Yazarlar sanayi devriminin en başındaki buhar makinesinden araştırmaya başlıyorlar. Yazdıklarını okuyalım:

“Buhar makinesini geliştiren James Watt bir kez patentlerini garanti altına alıp üretime başladıktan sonra, enerjisinin büyük bir bölümünü rakip mucitlerin savuşturulmasına harcadı…Watt’ın patentlerinin geçerli olduğu süre içinde, Birleşik Krallık her yıl ilave yaklaşık 750 beygir gücü tutarında buhar motoru üretti.
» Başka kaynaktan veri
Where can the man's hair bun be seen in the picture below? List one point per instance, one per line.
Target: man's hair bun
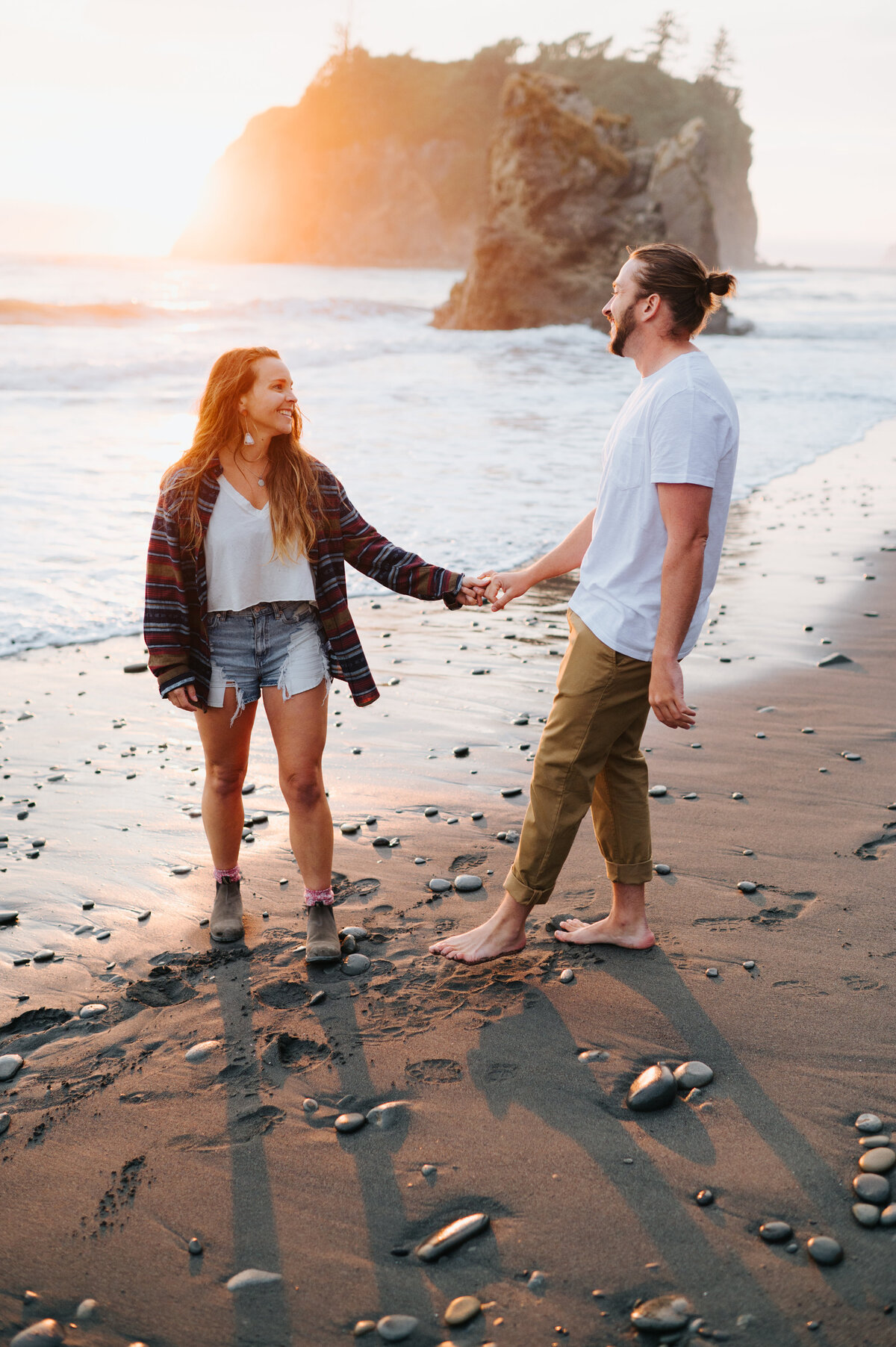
(720, 283)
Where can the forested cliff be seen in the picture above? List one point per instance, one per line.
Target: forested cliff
(385, 159)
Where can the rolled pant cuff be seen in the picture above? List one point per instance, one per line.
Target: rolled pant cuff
(522, 892)
(639, 872)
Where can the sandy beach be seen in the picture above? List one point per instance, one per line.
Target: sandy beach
(119, 1151)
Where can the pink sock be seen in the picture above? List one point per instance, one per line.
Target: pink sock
(318, 898)
(232, 874)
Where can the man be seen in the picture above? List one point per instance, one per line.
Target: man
(648, 556)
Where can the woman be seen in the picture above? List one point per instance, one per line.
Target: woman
(246, 598)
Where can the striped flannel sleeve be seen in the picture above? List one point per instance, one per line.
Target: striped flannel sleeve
(166, 625)
(402, 571)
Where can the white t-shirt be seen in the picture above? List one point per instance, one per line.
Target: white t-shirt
(237, 558)
(678, 426)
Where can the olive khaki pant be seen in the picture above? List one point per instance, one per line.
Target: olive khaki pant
(589, 756)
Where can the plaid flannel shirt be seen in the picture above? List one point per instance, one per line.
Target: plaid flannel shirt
(177, 591)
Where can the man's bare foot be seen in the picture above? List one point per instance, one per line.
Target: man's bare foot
(608, 931)
(504, 933)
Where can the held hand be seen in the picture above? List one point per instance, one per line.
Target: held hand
(507, 585)
(668, 695)
(185, 698)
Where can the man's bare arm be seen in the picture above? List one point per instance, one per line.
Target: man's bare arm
(685, 509)
(507, 585)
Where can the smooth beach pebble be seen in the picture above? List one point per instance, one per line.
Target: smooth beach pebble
(49, 1333)
(872, 1189)
(654, 1089)
(201, 1051)
(395, 1328)
(349, 1121)
(663, 1313)
(252, 1278)
(461, 1310)
(880, 1160)
(825, 1251)
(385, 1116)
(693, 1075)
(449, 1236)
(10, 1063)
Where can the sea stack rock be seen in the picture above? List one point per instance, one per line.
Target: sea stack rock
(567, 192)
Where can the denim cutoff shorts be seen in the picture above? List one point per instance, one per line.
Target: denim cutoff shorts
(267, 646)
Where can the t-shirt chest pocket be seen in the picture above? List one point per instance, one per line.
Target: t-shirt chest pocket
(628, 462)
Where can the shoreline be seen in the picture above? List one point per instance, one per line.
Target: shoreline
(142, 1151)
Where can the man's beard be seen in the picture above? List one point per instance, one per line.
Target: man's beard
(621, 330)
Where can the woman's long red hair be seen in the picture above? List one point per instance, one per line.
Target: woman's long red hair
(296, 505)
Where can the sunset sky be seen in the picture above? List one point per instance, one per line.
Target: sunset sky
(112, 111)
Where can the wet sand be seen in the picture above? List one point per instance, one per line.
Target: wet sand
(119, 1151)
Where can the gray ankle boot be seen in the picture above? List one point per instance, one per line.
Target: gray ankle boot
(227, 914)
(323, 941)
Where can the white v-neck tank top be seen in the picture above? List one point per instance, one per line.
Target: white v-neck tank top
(240, 567)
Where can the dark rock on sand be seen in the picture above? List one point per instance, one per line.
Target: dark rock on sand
(825, 1251)
(10, 1063)
(49, 1333)
(449, 1236)
(395, 1328)
(872, 1189)
(349, 1121)
(654, 1089)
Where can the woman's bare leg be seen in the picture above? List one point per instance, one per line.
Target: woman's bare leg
(227, 759)
(298, 727)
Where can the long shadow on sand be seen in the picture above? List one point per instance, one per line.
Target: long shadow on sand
(261, 1316)
(572, 1102)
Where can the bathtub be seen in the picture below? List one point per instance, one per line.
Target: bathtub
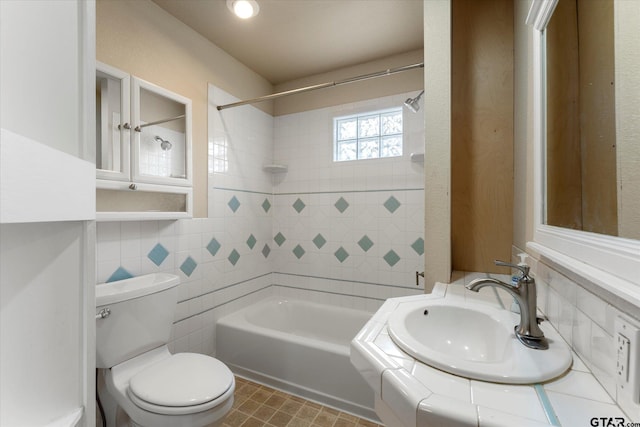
(300, 347)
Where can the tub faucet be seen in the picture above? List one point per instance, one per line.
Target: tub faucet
(524, 292)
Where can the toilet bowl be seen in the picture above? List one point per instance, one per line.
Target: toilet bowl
(140, 377)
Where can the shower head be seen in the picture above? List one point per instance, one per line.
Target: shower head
(164, 144)
(412, 103)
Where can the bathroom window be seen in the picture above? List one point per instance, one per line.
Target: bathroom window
(369, 135)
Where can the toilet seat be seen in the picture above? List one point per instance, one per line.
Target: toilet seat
(183, 383)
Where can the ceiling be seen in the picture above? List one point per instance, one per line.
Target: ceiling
(291, 39)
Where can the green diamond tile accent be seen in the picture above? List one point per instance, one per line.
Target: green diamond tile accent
(158, 254)
(298, 251)
(266, 250)
(279, 239)
(298, 205)
(392, 204)
(365, 243)
(119, 274)
(188, 266)
(391, 258)
(213, 247)
(233, 257)
(341, 205)
(251, 241)
(319, 241)
(418, 246)
(234, 204)
(341, 254)
(266, 205)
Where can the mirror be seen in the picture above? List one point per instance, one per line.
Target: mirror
(162, 135)
(112, 88)
(588, 167)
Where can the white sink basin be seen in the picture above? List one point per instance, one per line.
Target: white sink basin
(475, 341)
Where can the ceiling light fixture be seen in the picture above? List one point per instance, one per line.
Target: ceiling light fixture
(243, 9)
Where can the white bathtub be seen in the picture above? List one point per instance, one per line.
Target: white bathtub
(300, 347)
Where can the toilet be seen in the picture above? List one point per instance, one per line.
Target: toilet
(141, 382)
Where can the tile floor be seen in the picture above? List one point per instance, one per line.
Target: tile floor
(256, 405)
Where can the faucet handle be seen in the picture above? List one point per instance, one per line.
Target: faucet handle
(523, 268)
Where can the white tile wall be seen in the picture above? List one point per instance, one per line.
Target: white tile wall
(585, 321)
(246, 139)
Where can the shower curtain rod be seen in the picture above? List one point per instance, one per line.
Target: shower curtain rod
(322, 86)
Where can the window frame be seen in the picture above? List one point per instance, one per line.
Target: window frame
(357, 139)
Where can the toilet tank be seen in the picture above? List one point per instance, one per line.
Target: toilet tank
(141, 315)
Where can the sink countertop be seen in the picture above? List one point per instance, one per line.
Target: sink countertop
(410, 393)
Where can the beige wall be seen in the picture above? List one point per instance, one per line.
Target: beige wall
(482, 134)
(627, 57)
(597, 117)
(564, 165)
(367, 89)
(142, 39)
(523, 208)
(437, 113)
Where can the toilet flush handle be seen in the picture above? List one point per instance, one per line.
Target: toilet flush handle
(104, 313)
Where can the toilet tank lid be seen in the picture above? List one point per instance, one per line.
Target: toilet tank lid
(135, 287)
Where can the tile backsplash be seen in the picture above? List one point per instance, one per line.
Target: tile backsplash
(584, 319)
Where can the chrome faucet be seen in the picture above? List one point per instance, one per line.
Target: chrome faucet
(524, 292)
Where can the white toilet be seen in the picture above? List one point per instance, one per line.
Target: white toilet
(140, 377)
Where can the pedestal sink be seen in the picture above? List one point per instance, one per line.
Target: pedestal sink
(476, 341)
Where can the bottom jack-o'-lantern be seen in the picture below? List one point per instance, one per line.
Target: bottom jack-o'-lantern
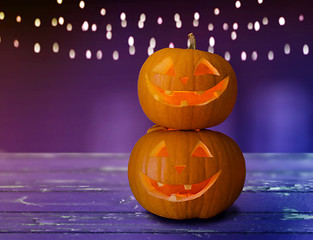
(186, 174)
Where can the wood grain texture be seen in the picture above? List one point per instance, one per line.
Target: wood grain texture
(87, 196)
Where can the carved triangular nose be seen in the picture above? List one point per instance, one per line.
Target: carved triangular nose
(179, 168)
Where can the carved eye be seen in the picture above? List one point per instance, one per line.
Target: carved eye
(205, 67)
(165, 67)
(200, 150)
(159, 150)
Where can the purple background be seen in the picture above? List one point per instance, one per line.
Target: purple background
(51, 103)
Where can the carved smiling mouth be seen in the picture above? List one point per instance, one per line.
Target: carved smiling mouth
(178, 193)
(187, 98)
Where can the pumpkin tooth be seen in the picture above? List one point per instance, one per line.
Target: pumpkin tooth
(173, 198)
(199, 92)
(168, 92)
(156, 97)
(184, 103)
(160, 184)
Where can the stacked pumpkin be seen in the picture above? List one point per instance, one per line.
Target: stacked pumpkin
(179, 169)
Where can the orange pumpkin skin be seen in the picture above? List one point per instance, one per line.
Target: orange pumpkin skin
(186, 174)
(186, 88)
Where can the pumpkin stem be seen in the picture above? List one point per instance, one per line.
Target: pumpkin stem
(192, 41)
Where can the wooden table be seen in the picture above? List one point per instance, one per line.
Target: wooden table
(87, 196)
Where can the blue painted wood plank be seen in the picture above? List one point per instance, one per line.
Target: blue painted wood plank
(151, 236)
(292, 223)
(125, 202)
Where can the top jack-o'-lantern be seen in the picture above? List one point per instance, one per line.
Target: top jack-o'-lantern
(187, 88)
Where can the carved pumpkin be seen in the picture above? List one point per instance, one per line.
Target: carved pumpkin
(187, 88)
(186, 174)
Watt’ın patentlerinin sona ermesinden sonraki otuz yılda ise, yıllık 4000’i aşan bir oranda ilave beygir gücü üretildi. Dahası buhar motorlarının yakıt verimliliği, Watt’ın patentleri süresince çok az değişiklik gösterdi; öte yandan 1810 ile 1835 yılları arasında yakıt verimliliğinin beş kat arttığı hesaplanmaktaydı. Watt’ın patentlerinin süresi dolduktan sonra sadece makine üretiminde ve veriminde patlama meydana gelmedi, aynı zamanda buhar gücü, sanayi devriminin itici gücü haline de geldi…. Özellikle Watt örneğinde görülüyor ki, 1769 ve özellikle 1775’de verilen patentler, büyük olasılıkla buhar makinesinin geniş çapta yaygınlaşmasını geciktirmiştir. Patentler sona erinceye kadar inovasyon (yenilik) engellenmiş ve Watt hukuki tekeli sürerken çok az buhar makinesi imal edilmiştir.”

Yazarlar yaratıcıların mülkiyet haklarının “fikri mülkiyet” yokluğunda da çok iyi korunabildiği ve fikri mülkiyetin ne inovasyonu (yenilik) ne de yaratıcılığı arttırdığını düşünüyorlar. Patent ve telif haklarını gereksiz bir bela olarak görüyorlar.

Yazarlar konuyu makineler, tohumlar, ilaçlar, kitaplar, müzik eserleri vb. gibi birçok alanda müthiş bir çaba ile inceliyorlar.

Tohum alanında da bildiğimiz gibi şirketler aslında patentlerle insanlığın on bin yıldır bu yana geliştirdiği biyolojik zenginliğe el koymaktadırlar. Bu yetmemektedir. Çıkardıkları tohum yasaları ile köylünün yerel tohumlarını ve fidelerini satmalarını yasaklamaktadırlar. Türkiye’de ve birçok ülkede olan budur. 2006 yılında çıkan tohum kanunu böyle bir zulüm yaratmıştır. Benzer bir kanunu Irak’ta ABD silahlı kuvvetleri ancak işgal ile çıkarabilmişlerdi.